Ковалев видит, как губы Рогнеды складываются в мягкую улыбку, как длинные ресницы опускаются почти до половины затуманенных глаз, как она мило и безвольно горбится, точно все ее мускулы вдруг утратили свою силу, — и он подходит к ней, берет за обе руки, целует их, целует ее колени, смутно ощутимые сквозь шелк платья, и настойчиво увлекает к широкому дивану, она ему без слов подчиняется: нет воли, нет силы и даже нет ее, Рогнеды, — одни огромные, пылающие губы, прильнувшие к другим пылающим губам; а еще осталось что-то усталое, распростертое, в глубине которого победно умещаются и радость и страх.
Лампа тускла. Гипсовый Мефистофель улыбается.
…Над спящим городом, над городом, погруженным в холодную ночь, проносится первая вьюга: с высокой тьмы спадают пушистые снега, летят, вьются, крутятся, устилают тающими тельцами мостовые, крыши домов, пожарные каланчи, брезенты уезжающего завтра цирка, городские весы, похожие на гигантскую виселицу, и мертвые, опустошенные сады.
Ковалев уходит от Рогнеды позднею ночью.
Рогнеда — с распущенными волосами и в расстегнутой кофточке — провожает его до двери.
— Прощай, милый!
Обнимает его крепко-крепко.
— Мне без тебя будет скучно, я буду плакать. Ну вот… значит ты уходишь… Подожди еще немного.
Ковалев осторожно высвобождается из ее объятий.
— Нельзя, Рогнедочка; уж очень поздно, четвертый час.
Ему смертельно хочется спать, но он глотает зевки, чтобы Рогнеда их не заметила.
— Ну, тогда иди.
Он выходит в темные и холодные сени, Рогнеда сперва остается у двери в квартире, но потом тоже выскальзывает в сени, обхватывает его впотьмах, властно целует и шепчет диким прерывающимся шепотом:
— Ведь я теперь твоя жена? Я тебя не стыжусь больше. Ты мой, а я твоя. Да? Да! Да! Я твоя жена. Милый мой, милый!.. Ты не будь суров с Серафимой, мне ее очень, очень жалко. Ты думаешь, я ревную тебя к ней?
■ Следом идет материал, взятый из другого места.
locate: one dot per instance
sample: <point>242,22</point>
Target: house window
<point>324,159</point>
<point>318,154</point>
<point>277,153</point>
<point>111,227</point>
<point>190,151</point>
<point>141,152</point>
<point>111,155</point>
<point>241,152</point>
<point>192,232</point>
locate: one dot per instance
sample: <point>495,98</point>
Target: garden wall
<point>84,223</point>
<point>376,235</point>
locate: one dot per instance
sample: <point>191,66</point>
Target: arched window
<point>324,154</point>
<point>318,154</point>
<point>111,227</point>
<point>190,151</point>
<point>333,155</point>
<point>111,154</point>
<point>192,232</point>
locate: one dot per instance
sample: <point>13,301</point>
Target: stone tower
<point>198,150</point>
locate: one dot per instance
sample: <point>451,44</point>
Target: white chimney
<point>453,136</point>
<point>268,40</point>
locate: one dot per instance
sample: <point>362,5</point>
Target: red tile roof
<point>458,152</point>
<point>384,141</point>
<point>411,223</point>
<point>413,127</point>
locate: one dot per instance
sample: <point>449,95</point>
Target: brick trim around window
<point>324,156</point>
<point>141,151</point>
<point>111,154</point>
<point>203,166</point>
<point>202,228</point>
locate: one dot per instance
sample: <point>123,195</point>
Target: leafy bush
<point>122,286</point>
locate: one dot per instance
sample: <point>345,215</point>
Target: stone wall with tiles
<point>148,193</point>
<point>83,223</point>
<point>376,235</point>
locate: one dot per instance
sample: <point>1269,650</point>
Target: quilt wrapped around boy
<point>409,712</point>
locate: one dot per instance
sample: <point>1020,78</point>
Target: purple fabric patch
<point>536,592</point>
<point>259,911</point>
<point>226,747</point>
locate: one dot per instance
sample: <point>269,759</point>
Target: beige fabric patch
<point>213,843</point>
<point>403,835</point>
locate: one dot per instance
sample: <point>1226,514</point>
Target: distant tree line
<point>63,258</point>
Нет, я не ревную, ты мой!
Рогнеда выходит вместе с Ковалевым в холодную ночь.
— Не простудись, смотри! — устало говорит ей Ковалев. — Видишь, снег идет, а у тебя грудь ничем не прикрыта. Прощай!
…Исчезает в крутящейся вьюге.
12
Спорхнули холодные лепестки сказочных цветов, цветов еще не виданных никем: под белыми снежинками исчезли черные дыры, заполненные черною водой, — под белыми снегами, как под прекрасным саваном, сшитым любящими руками, скрылась и оранжевая листва садов.
Рогнеда идет в гимназию, ступая по белому ковру, раскинутому по улицам, и ей радостно: вот и зима! Здравствуй, здравствуй, старушка!..
Внезапно все стало светлым и сурово-обновленным, нет темных мостовых, обезображенных колдобинами, даже на сенной площади — конский помет, грязь и мусор прикрыты от людского взора диковинным ковром.
Белое поле!
Фигуры бородатых мужиков и смуглых цыган выделяются на нем, как на белой стене китайские тени.
Рогнеда одета по-зимнему: белая шапочка, белый воротник, белая муфта, лишь брови по-прежнему черны и надменно изогнуты, лишь в черных глазах все тот же нестихающий свет.
— Подайте копеечку! — назойливо клянчит калека, весело подталкивая свою тележку по настланному ковру.
Рогнеда дает ему серебряную монету и улыбается: что за чудак! Без ног, ободран и неотвязчив. Пусть себе выпьет на гривенник.
— Сегодняшний Голос! Голос сегодняшний! — звонко выкрикивает газетчик. Рогнеда и ему улыбается: какой у него смешной нос, не нос, а вареная брюква, — настоящий российский многострадальный нос, пропитый, посиневший и все-таки ухитрившийся расползтись до чудовищных размеров.
— Что-то теперь делает Георгий?
— Пьет какао. Он по утрам пьет какао. Впрочем, вероятно, он еще не встал.
Она весело и дерзко взглядывает в глаза прохожим.
…Старичок с крючковатою палкой, палка похожа на старичка, старичок на палку — согнутый, туполицый, ворчун и придира. Идет, конечно, из богадельни.
— Вы, барышня, не толкайтесь… в-в-ва! в-в-ва! в-в-ва!.. Не хорошо-с! Через это мыслимо поскользнуться-с!.. В-в-ва! в-в-ва! в-в-ва!
Кашляет, сердится, еще бы не сердиться: старый хрыч, завидно, что обгоняют молодые ноги.